Professor's recipe used real cheese and cream. At the time of the dinner party, I was 32 and could indulge in such things without any ill effect. Now, ten years later, I would keel over.
I tried making my pumpkin soup “vegan-style”, and to my delight, it was just as fantastic, and I could eat twice as much without getting a tummy-ache. None of my tasters could tell that I made it without dairy products— they all thought I was creaming them to death.
Select a pumpkin that looks like it could handle 2-3 quarts of soup inside. At the same time, it has to be "not too big," so you can easily get it into your oven, on a shallow, solid, baking pan or sheet. Check out my photo for size comparison.
Cut the pumpkin open at the top, and when you do, cut at an angle, so that your knife drives in towards the center. What you want is a pumpkin “lid” that is wider at its skin-top, and narrower at its meat-bottom. Leave the stem! That's your handle.
The lid/hole needs to be big enough that you can easily ladle/scoop out the soup and pumpkin meat with a serving spoon, when it's all done. For your typical big jack o'lantern, I'd say about 5-6 inches....
If you blow it, don't worry, it’s not imperative. The angled lid is the ideal shape so that it doesn’t “drop in” during the cooking, when the pumpkin expands and softens.
Scoop out the seeds and the funky membrane stuff.
With a sharp spoon or scraper, scrape the interior of the pumpkin until it is ½" thick. Save the pumpkin meat.
Place your pumpkin in a shallow baking dish or baking sheet with a lip. Do this now, because you won't be able to lift it later, otherwise!
In a dutch oven or big saucepan, sauté three sweet onions and a bulb of garlic in butter or olive oil.
Add a quart of broth, either chicken, turkey, or vegetable. (Feel free to just open up four cans of broth from the supermarket). Heat it up in a big saucepan and add the pumpkin meat you scraped out.
To the simmering broth, add some oregano, a couple of carrots, bay leaf, pepper. (Don’t add salt if you’re using the canned broth... it’s already plenty salty).

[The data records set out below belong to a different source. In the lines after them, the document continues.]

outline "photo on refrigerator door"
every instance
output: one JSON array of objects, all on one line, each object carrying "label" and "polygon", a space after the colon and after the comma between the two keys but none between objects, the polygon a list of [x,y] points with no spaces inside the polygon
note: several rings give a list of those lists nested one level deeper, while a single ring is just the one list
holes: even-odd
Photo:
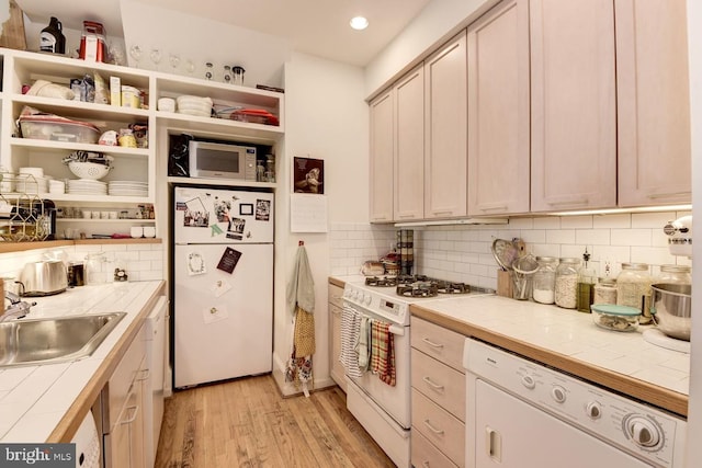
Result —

Cook your broth until carrot and pumpkin are soft.
Remove the carrots and the bay leaf.
Blend with a potato masher, or beater. Don't worry about making it perfectly smooth, chunky is ok.
Add 3 cups of plain soy milk, (or milk, or half & half), a tablespoon of nutmeg, a couple shakes of cloves, and some salt and pepper to taste.
Heat until it's ready to just-boil. Watch it, so you don't curdle your milk. Take the saucepan off the stove and set it up next to your prepped pumpkin waiting in its baking tray.
Bread and Cheese
Now for the bread part. Your goal is to ladle your “soup” into the pumpkin between layers of bread and cheese.
You have a choice here: You can buy a package of the gourmet croutons they sell at your yuppie market.
Or use a dry loaf of Challah or Sourdough bread and break it into chunks. Dry it out so it’s crunchy. You want stale bread, fresh bread won’t work.
Do not use ANY other kind of breads than what I mentioned— they won’t taste right. If you go the crouton method, make sure they the big garlicky ones, not the little buggers people buy in a bag to make Thanksgiving stuffing.
For the cheese, get a pound of Swiss, Jarlsburg or Gruyere. Grate up a package, or if it come in slices, that’s perfect.
You can also use Swiss-style Tofu-rella... I promise you this will taste GRAND, and you will fool EVERYONE.
Ladle the broth into the pumpkin, alternating between chunks of bread/croutons, and handfuls/slices of cheese. This is the fun part.
Getting It In and Out of the Oven
By now, your pumpkin is full and heavy. Put the pumpkin lid on, gently. It doesn't have to fit tight.
Lube the outside surface of the pumpkin with olive oil. This will make it brown— it will look spectacular.
Cook at 425 degrees until browning... try a half hour on your timer for starters. It all depends on the size of your pumpkin.
Be VERY careful taking the pumpkin out, it will be very heavy. Have it in a SOLID shallow baking pan so if something breaks or spills, you’re not wrecked or burned.
Now serve to your flabbergasted guests. This soup is UNREAL.... people will be crying and gesticulating. You can handle it. Save a nice big hot bowl for yourself.